India arrests after women’s heads shaved for resisting rape

Indian women with shaved heads
The attempted rape is a sexual crime, but the subsequent assault, tonsuring the women's heads and parading them through the village is an assertion of male power in a community, deeply entrenched in patriarchy. (Image: ANI)

Two people have been arrested in India’s Bihar state after a group of men shaved the heads of two women as “punishment” for resisting rape.

The group, which included a local official, ambushed the mother and daughter in their home with the intent of raping them, police said.

When the women resisted, they assaulted them, shaved their heads and paraded them through the village.

Police say they are searching for five others involved in the incident.

“We were beaten with sticks very badly. I have injuries all over my body and my daughter also has some injuries,” the mother told the ANI news agency.

The women also said that their heads were shaved in front of the entire village.

“Some men entered the victims’ home and tried to molest the daughter,” a police officer told local media, adding that her mother helped her fight off the men.

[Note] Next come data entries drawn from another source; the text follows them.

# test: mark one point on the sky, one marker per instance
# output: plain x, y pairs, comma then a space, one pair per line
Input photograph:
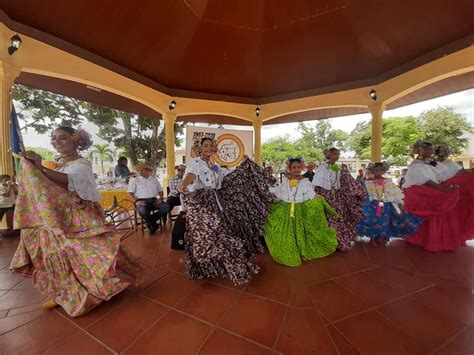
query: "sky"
463, 102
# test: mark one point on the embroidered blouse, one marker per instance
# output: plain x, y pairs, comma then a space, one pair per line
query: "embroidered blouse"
81, 179
326, 178
205, 175
302, 191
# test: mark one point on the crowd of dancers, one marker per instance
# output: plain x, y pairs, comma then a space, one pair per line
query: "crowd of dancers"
74, 255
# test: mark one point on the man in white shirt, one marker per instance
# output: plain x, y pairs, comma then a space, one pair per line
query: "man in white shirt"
147, 192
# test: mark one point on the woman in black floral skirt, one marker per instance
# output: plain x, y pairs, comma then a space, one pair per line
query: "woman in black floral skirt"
224, 218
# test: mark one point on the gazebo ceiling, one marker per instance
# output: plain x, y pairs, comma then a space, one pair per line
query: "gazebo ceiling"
254, 51
101, 97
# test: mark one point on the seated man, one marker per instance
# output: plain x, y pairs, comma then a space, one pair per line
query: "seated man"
121, 169
174, 197
8, 193
144, 190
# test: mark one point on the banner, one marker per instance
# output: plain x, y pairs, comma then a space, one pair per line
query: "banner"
232, 145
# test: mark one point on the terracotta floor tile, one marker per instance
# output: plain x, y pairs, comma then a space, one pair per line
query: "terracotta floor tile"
303, 332
342, 344
101, 310
369, 289
20, 298
270, 284
208, 302
9, 280
78, 344
300, 296
155, 273
14, 321
120, 327
255, 318
174, 334
36, 336
221, 342
171, 288
462, 344
405, 282
334, 301
373, 335
420, 322
334, 266
457, 303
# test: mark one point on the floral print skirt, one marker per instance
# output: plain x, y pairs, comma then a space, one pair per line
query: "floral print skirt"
224, 228
68, 249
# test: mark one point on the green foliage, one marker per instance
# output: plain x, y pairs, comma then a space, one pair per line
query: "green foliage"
45, 153
41, 110
439, 126
314, 140
103, 152
141, 138
444, 126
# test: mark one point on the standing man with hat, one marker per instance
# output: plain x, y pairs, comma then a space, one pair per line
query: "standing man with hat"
147, 192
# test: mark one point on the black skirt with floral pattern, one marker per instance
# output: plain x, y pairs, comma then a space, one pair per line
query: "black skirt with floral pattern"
224, 228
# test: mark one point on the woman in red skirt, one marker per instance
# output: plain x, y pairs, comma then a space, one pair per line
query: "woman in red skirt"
439, 201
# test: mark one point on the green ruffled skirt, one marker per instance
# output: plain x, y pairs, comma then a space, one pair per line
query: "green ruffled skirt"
305, 235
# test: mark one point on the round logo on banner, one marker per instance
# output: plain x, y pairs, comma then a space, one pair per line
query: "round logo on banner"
230, 150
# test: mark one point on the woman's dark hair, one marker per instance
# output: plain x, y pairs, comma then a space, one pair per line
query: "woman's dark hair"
206, 139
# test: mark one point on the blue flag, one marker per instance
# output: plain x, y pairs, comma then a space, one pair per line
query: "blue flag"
17, 140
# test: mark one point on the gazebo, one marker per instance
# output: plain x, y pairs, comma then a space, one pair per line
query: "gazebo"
237, 62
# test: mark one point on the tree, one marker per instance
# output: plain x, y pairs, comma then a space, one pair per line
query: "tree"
45, 153
399, 134
103, 152
39, 110
277, 150
443, 125
142, 138
310, 146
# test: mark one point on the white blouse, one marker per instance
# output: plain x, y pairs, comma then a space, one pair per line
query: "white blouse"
419, 172
448, 169
327, 179
302, 192
206, 177
81, 179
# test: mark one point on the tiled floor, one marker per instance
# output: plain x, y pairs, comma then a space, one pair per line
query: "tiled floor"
394, 300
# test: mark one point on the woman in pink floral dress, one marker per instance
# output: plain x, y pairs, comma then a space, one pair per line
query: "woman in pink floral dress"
72, 254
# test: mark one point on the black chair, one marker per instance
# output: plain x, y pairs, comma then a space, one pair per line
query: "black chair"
171, 217
140, 222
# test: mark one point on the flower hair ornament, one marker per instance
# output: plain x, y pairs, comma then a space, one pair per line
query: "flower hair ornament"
82, 139
442, 151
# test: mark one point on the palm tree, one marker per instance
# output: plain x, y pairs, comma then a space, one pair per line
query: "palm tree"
104, 153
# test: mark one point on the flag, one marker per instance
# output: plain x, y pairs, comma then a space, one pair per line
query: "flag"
16, 138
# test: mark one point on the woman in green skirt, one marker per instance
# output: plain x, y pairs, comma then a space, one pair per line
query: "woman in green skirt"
297, 226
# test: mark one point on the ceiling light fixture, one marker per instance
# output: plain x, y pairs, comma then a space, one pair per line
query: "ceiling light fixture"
15, 44
172, 105
373, 94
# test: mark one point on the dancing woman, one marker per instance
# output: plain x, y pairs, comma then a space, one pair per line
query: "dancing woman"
68, 248
224, 218
344, 194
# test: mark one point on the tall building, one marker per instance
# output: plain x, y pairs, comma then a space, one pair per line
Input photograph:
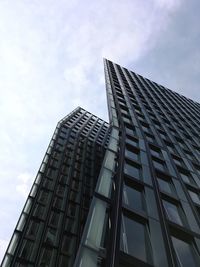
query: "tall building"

The state’s women commission has also condemned the incident, saying that “further action” will be taken.

This is not the first time such an incident has occurred in the state.

In April, a teenage girl was attacked with acid for resisting an attempted gang rape.

And a few months back, a woman in Bihar was assaulted, stripped and paraded naked through the village market.

Public outrage over sexual violence in India rose dramatically after the 2012 gang rape and murder of a student on a Delhi bus.

The issue became a political flashpoint again in 2018, after a string of high-profile attacks against children.

However incidents of rape and violence against women continue to be reported from across the country.

‘There’s no fear of law’

Geeta Pandey, BBC News, Delhi

The attempted rape is a sexual crime, but the subsequent assault, tonsuring the women’s heads and parading them through the village is an assertion of male power in a community, deeply entrenched in patriarchy.

What is most worrisome is that the assaulting mob was led by a government official – an elected representative whose job is to look after the welfare of his people, not attack them.

The audacity of the crime shows how in parts of India there’s no fear of law.

To begin with, poor marginalised groups find it hard to even convince the police to lodge complaints. Then their cases are shoddily investigated and an overburdened slow-paced judicial system mean the powerful often get away with blue murder.

Public anger and outrage, that occurs every time a crime of this nature occurs, is short lived.

What is needed is much more consistent action from the authorities, bringing swift justice to the victims of such crimes and restoring the rule of law in remote rural areas of the country.